A Bibione si contano i danni del maltempo. In sopralluogo dalle prime ore del mattino il sindaco di San Michele al Tagliamento/Bibione Pasqualino Codognotto in continuo contatto, dal 12 novembre, con i volontari della protezione civile coordinati da Antonio Mioron e la Regione. La situazione è preoccupante. E il primo cittadino in merito è esplicito: «Ho potuto apprezzare l’interesse diretto del presidente della Regione Zaia e dell’assessore alla protezione civile Bottacin. A Est di piazzale Zenith la spiaggia va ricostruita, siamo in ginocchio». I problemi non solo quelli legati alla spiaggia. Codognotto prosegue: «Come se non bastasse il fiume Tagliamento in piena sta scaricando una quantità notevole di materiale in mare e quindi ci sarà il problema di rimuoverlo. In settimana incontrerò i sindaci del litorale e assieme formuleremo le richieste da avanzare allo Stato. A breve incontrerò la popolazione per capire le loro richieste, sarà nostro dovere produrre tutta una documentazione, foto in primis, per avere un quadro chiaro dei danni subiti. L’impegno dell’amministrazione comunale sarà totale».

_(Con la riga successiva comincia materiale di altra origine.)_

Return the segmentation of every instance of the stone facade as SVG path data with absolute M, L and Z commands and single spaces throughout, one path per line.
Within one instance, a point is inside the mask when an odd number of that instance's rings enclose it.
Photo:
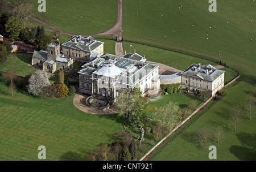
M 213 96 L 224 87 L 225 71 L 210 64 L 193 64 L 181 73 L 181 87 L 191 90 L 210 91 Z
M 69 72 L 73 68 L 72 58 L 66 58 L 60 54 L 60 46 L 52 43 L 48 46 L 47 51 L 35 51 L 32 59 L 32 65 L 43 67 L 43 70 L 54 73 L 56 70 L 63 70 Z
M 86 63 L 90 61 L 92 53 L 98 53 L 100 56 L 103 54 L 104 44 L 91 36 L 75 36 L 61 44 L 61 49 L 65 58 L 73 58 L 75 61 Z
M 112 102 L 125 89 L 140 88 L 142 95 L 148 89 L 158 89 L 159 66 L 144 62 L 104 54 L 83 66 L 79 73 L 79 91 L 89 95 L 108 97 Z

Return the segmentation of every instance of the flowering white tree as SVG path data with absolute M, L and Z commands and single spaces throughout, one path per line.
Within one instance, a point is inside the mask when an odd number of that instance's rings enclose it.
M 46 72 L 38 70 L 28 80 L 27 91 L 30 93 L 38 96 L 43 87 L 51 85 Z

Le richieste di Confturismo e Unionmare Veneto

Intanto Confturismo Veneto e Unionmare Veneto in queste ore stanno facendo il punto della situazione a seguito della violenta mareggiata che ha pesantemente colpito tutta la costa. «In questi giorni abbiamo assistito allo scempio causato dall’alta marea a Venezia - è la premessa dei due presidenti, Marco Michielli e Alessandro Berton - e tutti siamo vicini alla gente ed ai colleghi di questa che è la città più bella e importante al mondo. Però il maltempo ha causato gravi conseguenze anche lungo la costa. Ricordiamo che il turismo balneare rappresenta quasi il 50% delle presenze del Veneto, con ritorni economici che vanno a beneficio di tutta la collettività, anche in termini di posti di lavoro. Oggi questa economia è stata messa in serio pericolo dalle avversità atmosferiche». I danni provocati dalle mareggiate della scorsa settimana sono sull’ordine di qualche milione di euro. Da qui la richiesta al sistema bancario. «Apprezziamo come si sia subito messo a disposizione di Venezia e delle attività stanziando importanti plafond a sostegno delle imprese che hanno subito danni a seguito dell’eccezionale maltempo. Alle imprese viene data la possibilità di richiedere la sospensione per 12 mesi delle rate dei finanziamenti in essere. Ecco, chiediamo che le stesse opportunità vengano date anche alle imprese che gravitano lungo la costa veneziana».